Côté loisirs, sa vie était bien remplie jusqu’à l’épidémie. « Je n’ai pas eu l’occasion de faire du surf récemment, Vagdespoir n’organise plus de journées en Seine-et-Marne. » Elle pratique couchée sur la planche, ou à genoux, entre deux gadins. Et le parapente s’est également interrompu à cause de la dissolution, faute de bénévoles et de membres, de l’association Action Découverte, Aventure Evasion (ADAE) créée en 2002 par des personnels soignants de l’hôpital de Garches (Hauts-de-Seine). Elle organisait tous les ans une croisière à Pen Bron (Loire-Atlantique), dont le centre de rééducation a fermé début 2017 et l’hôtel adapté repris par une société de commercialisation de séjours de vacances. Investie dans l’associatif, Caroline est représentante à Paris et Ile-de-France de l’APF France Handicap, pour recruter des bénévoles et faire du sport, des rencontres, des loisirs. Elle milite également au sein de l’organisation féministe Femmes pour le Dire Femmes pour Agir (FDFA) dont elle est administratrice : « On veut faire bouger les lignes. Cela se passe très bien, les trois co-présidentes se partagent les tâches. L’organisation est très active dans les milieux féministes, mais encore invisible du grand public. » Côté sentimental, elle avoue quelques amoureux sans suite : « Cela n’a pas duré, mais je suis chiante aussi.

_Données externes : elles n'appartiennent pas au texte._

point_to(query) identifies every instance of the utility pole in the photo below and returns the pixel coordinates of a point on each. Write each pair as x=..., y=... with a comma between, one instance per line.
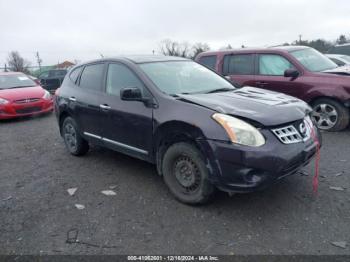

Je l’ai toujours été, ça fait fuir, et ça attache aussi… » Tout cela, elle voudrait le faire passer au grand public à la faveur de la promotion de son livre, sur les plateaux télés ou radios qui voudront bien l’inviter : « Je veux montrer que les personnes handicapées sont vivantes, que le grand public nous voit autrement, on a de l’humour, on est sympa, et rock ‘n roll ! »

Laurent Lejard, octobre 2020.

Bienvenue dans mon demi-monde, par Caroline Lhomme, illustré par Florence Cestac, Éditions Hugo Desinge, 19,95€ en librairies.